In April 2013, Konstantin Gorshkov ditched his career in the software development industry to curate a collection of menswear with Northwest appeal. Two years later, Kirkland-based Seattle Thread Company is celebrating two years in business.
While Konstantin prides himself on the company’s coveted collection of merchandise, he’s also utilized some savvy marketing tools to keep his business blossoming. When he hosted an in-store event with customer and Seahawks running back Robert Turbin a line of fans stretched out the door and onto Lake Street. Gorshkov’s father Yakov Gorshkov is an expert tailor, and has added to the personal shopping experience the store provides.
Here’s what Konstantin had to say about reaching the two year mark and what’s made his retail endeavor successful.
His best advice? Treat your store like a startup.
Why did you decide to open a men’s clothing shop in Kirkland and not Seattle?
Kirkland was the ideal location for our concept business-casual men’s shop — an upscale and walkable Main-Street setting with the right demographics and affordable commercial space. Seattle also had potential locations to open a men’s specialty shop, however I could not deal with the chaos of downtown Seattle. Other main locations, such as Ballard, South Lake Union, and Fremont. just did not have the right feel and demographics for the concept.
What’s been the most effective way to market your business?
Our shop window is our key marketing tool. Even though the Seattle Thread Company storefront is just a small slice along Lake Street, we are situated on a high-foot-traffic sidewalk right across the street from the local Starbucks. Downtown Kirkland is a popular lunch spot, a sunny weekend destination, and an arterial for car commuters. That gives us plenty of exposure, and getting the attention of new potential customers is always difficult.
We are an active member of the Kirkland Downtown Association and the Kirkland Chamber of Commerce. We participate in food, art, and wine events with other members of the business community including the Heathman Hotel and Ryan James Fine Arts. We work with Seattle Seahawk Robert Turbin and arrange events with the Kirkland community.
And of course we have search, social media, and print marketing campaigns to advertise our business to local residents and visitors. It take a long time to reach market saturation — we still have local Kirkland residents discovering Seattle Thread Company who live a block away and had no idea the shop was right there.
What’s your most popular item?
We sell a great deal of business-appropriate designer jeans and pants including AG, Alberto, and Agave. Another category that does well is our wide selection of fitted button-down shirts such as Stone Rose and Zachary Prell.
How does it feel to be celebrating a second anniversary?
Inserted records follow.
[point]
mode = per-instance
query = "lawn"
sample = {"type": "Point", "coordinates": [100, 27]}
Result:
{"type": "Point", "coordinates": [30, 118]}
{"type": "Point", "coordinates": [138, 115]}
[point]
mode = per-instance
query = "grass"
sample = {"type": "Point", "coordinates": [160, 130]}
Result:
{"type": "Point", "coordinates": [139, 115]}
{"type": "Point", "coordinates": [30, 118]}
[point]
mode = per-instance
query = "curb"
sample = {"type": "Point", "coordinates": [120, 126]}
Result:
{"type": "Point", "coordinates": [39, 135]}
It feels good! The completion of a second year is always a milestone for a new business, and we have been pulling in steady and growing monthly sales. I can breathe easier now, literally and financially.
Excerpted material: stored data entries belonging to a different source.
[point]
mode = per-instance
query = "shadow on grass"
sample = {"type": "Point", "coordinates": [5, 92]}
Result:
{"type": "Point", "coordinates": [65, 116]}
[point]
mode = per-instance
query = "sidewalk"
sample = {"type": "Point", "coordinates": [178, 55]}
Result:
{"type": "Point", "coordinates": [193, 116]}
What’s next for Seattle Thread Company?
Now that we have a growing customer base, there are some categories that we can expand including tailored clothing, watches, accessories, and shoes. Both locally and with our multi-channel online sales, there is much room for growth. Further down the line, we might create our own brand of clothing.
The retail business can be tough, any advice for those opening a new, independent shop?
The rules that apply to any startup venture also apply to independent retail — find an untapped market niche and use your agility and small scale to gain a competitive edge over the established players. We provide our customers with a boutique shopping experience and our curated business-casual selection is entirely different from what you find in a department store.